We see a picture of decline in California’s physical, social and educational infrastructure against a backdrop of other states that have managed to avoid the kind of profound change for the worse that California has experienced. It’s easy to grow despondent and become pessimistic.

Would you leave if you could?

I thought for sure most of the Bee readers I contacted in an e-mail blast would answer that question with a resounding, “Hell, yes!” Instead, most offered an emphatic, “Hell, no!”

Some cited practical reasons: Tied to a job; tied to their house; a reduction in pension benefits if they moved.

Family came up. “I would only move if my daughter and her family were to move out of state,” Joyce Tucker in Fair Oaks wrote in an e-mail.

They mentioned the weather, culture, natural beauty and a bountiful agriculture.

Most were staying put – proudly, even defiantly.
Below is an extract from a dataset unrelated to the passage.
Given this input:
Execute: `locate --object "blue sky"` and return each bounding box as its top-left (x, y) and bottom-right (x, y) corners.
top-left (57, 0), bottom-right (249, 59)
Steve Russi lived in Colorado for a year and “could not wait to get back.” Operating a lumber company that turns underutilized timber into new wood products, he had just squelched an idea by his brother about locating a distribution point in Reno to lower business costs. “That’s like staying out of the party because everything isn’t perfect,” he said. “The action is here.”

He would know. His family has business roots in California going back five generations to the old orange groves in Claremont, east of Los Angeles.

Indeed, according to a Pew Research Center study, 69 percent of native adult residents still live here, a stability exceeded only by Texas, North Carolina and Georgia. For all the complaints about taxes and warnings that higher taxes would drive out wealthier Californians, Census Bureau figures show only four other states have a higher concentration of people with annual salaries of $200,000 or more: Massachusetts, Maryland, New Jersey and Connecticut.

Art Shapiro, a University of California, Davis, professor, is reminded of the struggles faced by Argentina a generation ago. He’s been conducting a research program there since 1977, when the country was laid waste by a corrupt, ineffective government.

“A lot of the best people in the country emigrated under the military dictatorship, which was brutally anti-intellectual, anti-Semitic and anti-modernist. And a great many of them missed their country and loved it so much they came back once the regime was gone. I don’t think Californians are such hothouse flowers that they will get up and go because things have gotten a bit nasty. I certainly hope not. If the Argentines can rebuild a working democracy on the ruins of fascist dictatorship, there is lots of hope for California.”

Terry Meany, who just moved here from Washington state, echoes that optimism. “Some believe humans rise to their best efforts when things are at their worst,” he wrote. “I’m waiting for this to happen in California.”